Nel corso dell’anno gli scambi sull’azionario hanno raggiunto una media giornaliera di 2,9 miliardi di euro e 243.306 contratti con 62 milioni di contratti scambiati per un controvalore di 746,3 miliardi. Il massimo giornaliero per controvalore trattato è stato raggiunto il 10 maggio con 7,1 miliardi di euro, mentre il 7 maggio è stato raggiunto il massimo in termini di contratti (542.772). Unicredit è stata l’azione più scambiata sia per controvalore, con un totale di 173,7 miliardi di euro, sia in termini di contratti (7,4 milioni).
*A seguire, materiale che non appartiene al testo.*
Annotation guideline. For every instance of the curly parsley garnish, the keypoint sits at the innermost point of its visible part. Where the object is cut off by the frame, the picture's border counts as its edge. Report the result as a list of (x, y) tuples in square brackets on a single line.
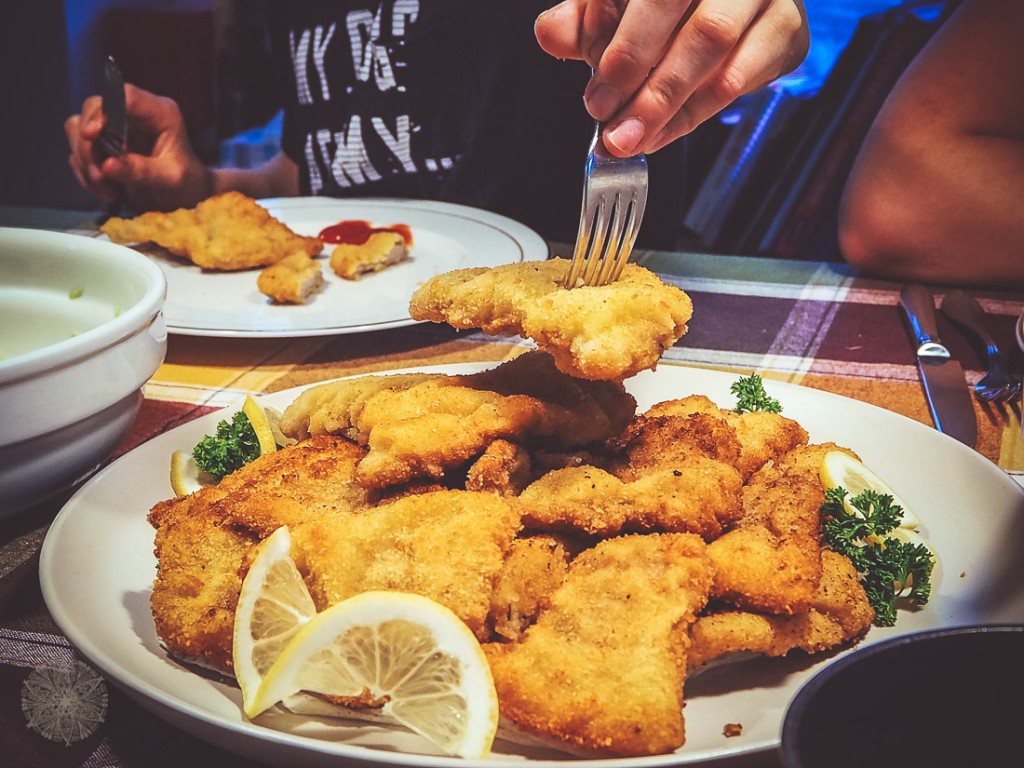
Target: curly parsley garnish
[(751, 395), (890, 569), (233, 445)]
A rappresentare un’eccezione è stato il mercato di Etf, obbligazioni e derivati che ha fatto registrare numeri da record dopo la stasi del 2009. Quanto ai singoli titioli, la maglia rosa tra le blue chip è andata ad Exor (+75%), seguita da Saipem (+53%), Fiat (+43%) e Tod’s (+42%). In coda invece l’intero settore finanziario: la flessione più marcata è quella subita da Bpm (-46%), che precede al ribasso Fondiaria-Sai (-43%), Intesa SanPaolo (-35%), Banco Popolare (-35%) e Ubi banca (-34%). Giù anche la stessa Unicredit che malgrado i record di scambi chiude l’anno con un -32%.